No meio de tudo isto, ei-los a abanar a cabeça e a mimosearem-se com sorrisos irónicos, tão convencidos estavam de que uma afinidade assim só podia ser classificada como improvável. Um verdadeiro encanto. Era como receber um presente maravilhosamente embrulhado, abri-lo e descobrir que lá dentro se encontra o que temos desejado há anos mas que nunca sonhámos receber. A vida de Sarah transformara-se em algo maravilhoso graças a este Stephen-Não-Sei-Quê, que por acaso se apaixonara por uma mulher que já não pertencia ao mundo dos vivos.
(...)
"Você é louco, Stephen." "Claro que sou. Não tenho quaisquer problemas em o admitir, Sarah." Contudo, dizer que alguém é louco é transformá-lo num ser inofensivo. Sem dúvida, aquela era mesmo uma palavra traiçoeira."



"Sarah voltou a olhar-se ao espelho, elogiando o que lhe agradava, censurando o que não podia elogiar, e, ao lembrar-se de Henry, deixou-se levar por uma onda de ternura. Porém, a ternura pouco mais é do que uma corda esticada sobre o abismo. Podia muito bem sonhar com os braços de Henry passados em volta do seu corpo, mas bastava colocar a situação em palavras para a cena se tornar caricata, merecedora de pouco mais de uma gargalhada irónica. Uma mulher com mais de 60 anos apaixonada por um rapaz com metade da sua idade... Como teria ela descrito aquilo aos 20 anos? Ou mesmo aos 30? (E era como se estivesse a ver o seu rosto de rapariga, severo, cruel, arrogante.) De nada servia utilizar a desculpa de que também ele a amava. Claro que Henry queria ir para a cama consigo e, se o fizesse, tal por certo se ficaria a dever à paixão, mas também - e como lhe magoava algo tão cruel quanto aquilo! - a uma certa dose de curiosidade. "Como será fazer amor com uma mulher com o dobro da minha idade?" E teria ela coragem de se virar para aquele amante e confessar que já não dormia com um homem há cerca de vinte anos? "Ao fim e ao cabo, vinte anos pouco ou nada representam para mim... por certo já ouviste dizer que, com o passar dos anos, o tempo adquire uma outra dimensão... talvez até já o tenhas começado a sentir, enquanto que, para alguém com a tua idade, vinte anos equivalem a quase dois terços de vida." Não, ali estava algo que nem mesmo ela, cuja franqueza em questões amorosas já lhe trouxera alguns problemas, seria capaz de confessar a homem algum. Contudo, se fossem mesmo para a cama, seria exactamente isto que estaria a pensar: "Há vinte anos que não dormia com um homem.""
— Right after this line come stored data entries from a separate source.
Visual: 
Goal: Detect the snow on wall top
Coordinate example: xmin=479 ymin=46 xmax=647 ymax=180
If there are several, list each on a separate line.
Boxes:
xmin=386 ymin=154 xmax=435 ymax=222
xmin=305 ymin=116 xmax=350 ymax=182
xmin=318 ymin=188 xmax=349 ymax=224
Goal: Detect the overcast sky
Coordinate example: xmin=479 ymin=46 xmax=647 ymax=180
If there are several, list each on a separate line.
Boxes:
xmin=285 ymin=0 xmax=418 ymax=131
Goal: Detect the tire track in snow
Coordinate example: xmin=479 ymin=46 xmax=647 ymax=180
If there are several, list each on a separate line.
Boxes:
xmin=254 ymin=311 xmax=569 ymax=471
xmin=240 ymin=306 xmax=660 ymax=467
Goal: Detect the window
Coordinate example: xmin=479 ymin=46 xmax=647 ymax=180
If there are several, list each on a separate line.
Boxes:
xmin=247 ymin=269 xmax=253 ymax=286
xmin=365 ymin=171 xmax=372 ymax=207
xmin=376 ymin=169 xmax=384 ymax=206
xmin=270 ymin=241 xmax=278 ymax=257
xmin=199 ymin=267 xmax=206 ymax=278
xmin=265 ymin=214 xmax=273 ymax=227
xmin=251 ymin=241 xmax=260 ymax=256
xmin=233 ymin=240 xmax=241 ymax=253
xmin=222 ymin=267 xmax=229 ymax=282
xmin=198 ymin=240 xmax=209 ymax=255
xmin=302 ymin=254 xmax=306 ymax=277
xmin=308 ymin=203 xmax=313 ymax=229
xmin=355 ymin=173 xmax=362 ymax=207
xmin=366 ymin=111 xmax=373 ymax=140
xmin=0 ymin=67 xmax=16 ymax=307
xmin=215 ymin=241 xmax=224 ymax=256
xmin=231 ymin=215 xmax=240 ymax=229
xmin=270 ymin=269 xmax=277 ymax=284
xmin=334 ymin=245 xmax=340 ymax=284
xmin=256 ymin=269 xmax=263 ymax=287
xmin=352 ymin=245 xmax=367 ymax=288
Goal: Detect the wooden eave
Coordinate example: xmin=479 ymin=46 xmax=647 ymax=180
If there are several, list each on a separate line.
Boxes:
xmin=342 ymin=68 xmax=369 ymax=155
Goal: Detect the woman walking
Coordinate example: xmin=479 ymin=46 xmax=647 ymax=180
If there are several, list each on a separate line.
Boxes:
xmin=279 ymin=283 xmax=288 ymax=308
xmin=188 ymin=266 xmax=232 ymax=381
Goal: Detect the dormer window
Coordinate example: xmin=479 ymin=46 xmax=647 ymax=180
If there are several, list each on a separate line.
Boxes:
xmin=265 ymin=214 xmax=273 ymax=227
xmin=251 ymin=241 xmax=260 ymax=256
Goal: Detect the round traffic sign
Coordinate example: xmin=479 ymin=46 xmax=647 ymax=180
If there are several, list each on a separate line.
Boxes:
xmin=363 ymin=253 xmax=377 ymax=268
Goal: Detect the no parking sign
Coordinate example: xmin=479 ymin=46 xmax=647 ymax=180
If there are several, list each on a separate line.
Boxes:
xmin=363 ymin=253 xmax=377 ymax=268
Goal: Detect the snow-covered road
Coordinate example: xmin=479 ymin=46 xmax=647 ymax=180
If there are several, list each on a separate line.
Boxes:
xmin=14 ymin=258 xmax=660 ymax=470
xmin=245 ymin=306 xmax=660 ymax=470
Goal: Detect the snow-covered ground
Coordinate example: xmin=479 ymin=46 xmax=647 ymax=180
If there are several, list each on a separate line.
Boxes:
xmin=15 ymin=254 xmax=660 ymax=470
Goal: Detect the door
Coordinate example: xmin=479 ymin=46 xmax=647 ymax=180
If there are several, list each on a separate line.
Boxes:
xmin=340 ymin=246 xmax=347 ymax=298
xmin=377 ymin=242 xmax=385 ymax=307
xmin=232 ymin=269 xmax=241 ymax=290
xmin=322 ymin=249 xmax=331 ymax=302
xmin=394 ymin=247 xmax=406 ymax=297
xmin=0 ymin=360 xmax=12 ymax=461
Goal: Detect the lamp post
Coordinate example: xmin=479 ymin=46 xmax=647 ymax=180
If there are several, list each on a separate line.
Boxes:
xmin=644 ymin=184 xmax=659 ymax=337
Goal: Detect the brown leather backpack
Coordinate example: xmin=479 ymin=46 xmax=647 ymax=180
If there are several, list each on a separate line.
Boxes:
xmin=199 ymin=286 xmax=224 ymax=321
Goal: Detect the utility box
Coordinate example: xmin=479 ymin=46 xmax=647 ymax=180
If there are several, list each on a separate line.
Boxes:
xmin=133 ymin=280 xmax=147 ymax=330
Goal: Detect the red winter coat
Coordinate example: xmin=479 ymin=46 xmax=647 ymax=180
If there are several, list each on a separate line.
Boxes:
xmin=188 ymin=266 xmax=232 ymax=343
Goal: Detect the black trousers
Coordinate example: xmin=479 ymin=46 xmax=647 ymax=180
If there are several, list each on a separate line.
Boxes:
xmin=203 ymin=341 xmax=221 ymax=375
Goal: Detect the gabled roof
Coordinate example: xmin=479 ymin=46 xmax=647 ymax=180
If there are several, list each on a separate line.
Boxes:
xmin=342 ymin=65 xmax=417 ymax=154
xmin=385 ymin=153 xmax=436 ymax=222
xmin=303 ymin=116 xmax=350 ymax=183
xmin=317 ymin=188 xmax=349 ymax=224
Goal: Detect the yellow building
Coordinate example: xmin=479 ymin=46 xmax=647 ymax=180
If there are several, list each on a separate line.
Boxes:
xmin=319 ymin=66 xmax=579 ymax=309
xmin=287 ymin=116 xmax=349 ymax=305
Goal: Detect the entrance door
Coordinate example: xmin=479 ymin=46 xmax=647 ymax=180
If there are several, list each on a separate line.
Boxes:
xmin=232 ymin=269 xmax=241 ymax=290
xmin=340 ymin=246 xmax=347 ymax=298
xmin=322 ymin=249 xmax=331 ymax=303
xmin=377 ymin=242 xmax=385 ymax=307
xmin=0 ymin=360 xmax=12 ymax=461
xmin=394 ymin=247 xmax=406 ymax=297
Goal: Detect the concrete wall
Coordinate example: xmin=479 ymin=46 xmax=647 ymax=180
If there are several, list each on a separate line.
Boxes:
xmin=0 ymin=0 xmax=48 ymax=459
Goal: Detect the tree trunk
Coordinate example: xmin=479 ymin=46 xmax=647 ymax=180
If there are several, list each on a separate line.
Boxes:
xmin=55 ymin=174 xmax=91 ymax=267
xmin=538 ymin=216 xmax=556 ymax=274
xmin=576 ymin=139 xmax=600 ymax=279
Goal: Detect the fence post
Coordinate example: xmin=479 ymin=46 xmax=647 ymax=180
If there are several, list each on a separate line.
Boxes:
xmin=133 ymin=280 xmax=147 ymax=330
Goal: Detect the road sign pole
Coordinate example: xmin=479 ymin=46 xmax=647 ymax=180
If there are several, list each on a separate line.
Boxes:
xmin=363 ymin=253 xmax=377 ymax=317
"Estava-se agora em meados de Agosto, e há já algumas semanas que deixara de sentir a angústia que tanto a atormentara. Tal como previra, mal recordava o quanto aquela fora intensa, provando assim que a Natureza (ou fosse lá o que fosse) não necessita de transformar os seus filhos em escravos de recordações dolorosas. Via-se de novo confrontada com momentos deveras agradáveis, tirando prazer de uma série de pequenas sensações físicas, por exemplo o contacto da sola nua do pé com a madeira do chão, o calor do Sol a aquecer-lhe a pele, o cheiro a café ou a terra, o odor ténue do orvalhovnas pedras. Voltara a ser aquela mulher que nunca chorava, se bem que a ideia de uma boa crise de lágrimas tivesse o seu quê de tentador. Contudo, tudo levava a crer que se esquecera de como era chorar.
(...)
Podia voltar a piorar, podia voltar à beira do abismo - era com frequência que, no rosto das pessoas de idade, nos seus olhos, via sinais de uma tristeza estéril que só agora compreendia. Oh, não, não queria nada daquilo! Recusava-se a aceitá-lo. E a única forma de o manter afastado, a esse abutre que se alimenta exclusivamente dos corações humanos, era mantendo a vigilância."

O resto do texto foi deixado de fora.